Wednesday, September 1, 2010

Barn Report - Sunday, August 29th

Most of the New York racing world was focused on Saratoga this past Sunday – understandably – Rachel Alexandra was racing that day. But, even though things are a lot quieter down at Belmont, the backstretch is still full of race horses that need to be exercised every morning. The training track is closed for repairs, so Joe, Steve and partner Vinny DiSpigno couldn’t have their usual couple of hours hanging out on the rail near Bruce Brown’s barn. Instead, they visited with Talking Blues and Bishop of Nola, who were already back in their stalls, after their morning breezes, and then went over to the main track to hang on that rail for a change.

Most trainers send their horses out one at a time, a lot go out in pairs, and, every now and then, there’s a group of three or even four. But the railbirds got to see Christophe Clement’s horses all come out onto the track together. There must have been a dozen of them, prancing and huffing and circling, all in matching saddle cloths. No other trainer in New York sends out that many at a time, mostly because no other trainer can find that many exercise riders. But Clement, who hails from France (and quit smoking Gauloises only a couple of years ago), still trains in the European manner. His exercise riders double as grooms and hotwalkers, so he can keep more of them on as full-time employees. We have to tell you, if races were decided by how a trainer’s string looked in the morning, Clement would win hands down.

On most August Sundays, that would have been the end of live racing for the day for the Castle Village Farm guys. But, at 11:00, as he was driving home from the Belmont backstretch, Steve got a call from Bruce. “Don’t go home yet. Come up here to Saratoga. That horse you wanted to claim, the one I thought wouldn’t be available, well, he is. You want him, we’ll go for him.” So, Steve did, and here’s his report:

Beautiful day for a drive up to the Spa; made it in just over three hours, in plenty of time before the seventh race.
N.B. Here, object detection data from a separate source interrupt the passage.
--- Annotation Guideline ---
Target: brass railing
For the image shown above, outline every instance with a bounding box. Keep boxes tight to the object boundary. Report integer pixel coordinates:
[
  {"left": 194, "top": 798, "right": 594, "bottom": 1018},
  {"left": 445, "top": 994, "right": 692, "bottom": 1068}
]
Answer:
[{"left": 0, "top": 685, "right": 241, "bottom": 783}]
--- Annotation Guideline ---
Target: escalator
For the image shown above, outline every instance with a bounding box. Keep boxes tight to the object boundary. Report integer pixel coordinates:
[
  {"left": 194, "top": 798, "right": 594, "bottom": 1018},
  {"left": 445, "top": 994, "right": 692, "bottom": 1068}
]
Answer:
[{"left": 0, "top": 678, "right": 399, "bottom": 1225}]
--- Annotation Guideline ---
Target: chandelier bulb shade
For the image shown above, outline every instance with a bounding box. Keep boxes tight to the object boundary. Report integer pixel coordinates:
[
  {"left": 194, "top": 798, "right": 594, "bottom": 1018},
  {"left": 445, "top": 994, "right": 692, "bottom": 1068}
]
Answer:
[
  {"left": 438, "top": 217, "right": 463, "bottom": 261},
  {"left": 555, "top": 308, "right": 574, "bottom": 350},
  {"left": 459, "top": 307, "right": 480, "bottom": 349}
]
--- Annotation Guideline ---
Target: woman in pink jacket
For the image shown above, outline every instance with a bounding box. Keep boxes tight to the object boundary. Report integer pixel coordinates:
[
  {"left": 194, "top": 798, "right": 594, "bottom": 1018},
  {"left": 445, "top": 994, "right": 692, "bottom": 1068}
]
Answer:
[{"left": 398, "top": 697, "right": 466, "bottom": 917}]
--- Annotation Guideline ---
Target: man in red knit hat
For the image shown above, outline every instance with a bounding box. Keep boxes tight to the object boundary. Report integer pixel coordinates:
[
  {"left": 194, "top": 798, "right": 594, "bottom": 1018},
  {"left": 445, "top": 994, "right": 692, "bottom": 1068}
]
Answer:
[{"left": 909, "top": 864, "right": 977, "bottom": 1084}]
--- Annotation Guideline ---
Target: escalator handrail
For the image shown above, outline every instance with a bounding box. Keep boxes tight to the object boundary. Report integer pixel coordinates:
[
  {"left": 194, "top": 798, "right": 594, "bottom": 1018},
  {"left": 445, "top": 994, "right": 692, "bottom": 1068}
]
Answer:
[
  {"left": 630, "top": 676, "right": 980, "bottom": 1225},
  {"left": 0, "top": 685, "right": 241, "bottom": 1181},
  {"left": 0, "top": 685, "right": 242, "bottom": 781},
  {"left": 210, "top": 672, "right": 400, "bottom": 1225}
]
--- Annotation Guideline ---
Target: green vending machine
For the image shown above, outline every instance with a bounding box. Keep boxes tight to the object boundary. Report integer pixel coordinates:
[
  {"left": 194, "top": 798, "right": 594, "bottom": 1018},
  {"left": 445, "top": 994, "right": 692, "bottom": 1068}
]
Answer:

Bruce and I checked out our pick, Dallas Stewart’s three-year-old Henceforth, as he came into the paddock. Nice big, well-muscled horse, walking well, no obvious problems. So Bruce dropped the claim slip at the racing office while I watched from outside the paddock; if a potential buyer is inside the paddock before the race, the claim can be voided. That actually hgppened to us a few years ago. One of our partners found himself inside the paddock at the wrong moment. It wasn’t fun.

Henceforth was a little on edge getting saddled, and was the only horse leaving the paddock for the track to show a lot of kidney sweat. That’s never a good sign. As the gate opened for the race, he stumbled, then tried to make up ground from his far outside post position, racing wide the whole way around. He made some headway down the stretch, but, by the sixteenth pole, he’d faded. He finished next to last. He had lots of excuses, but for someone who’d dropped a claim slip on him, it was not a great feeling. But, I thought, it was the wrong race for that horse, wrong surface, wrong distance, and the horse had a terrible trip. I still wanted him.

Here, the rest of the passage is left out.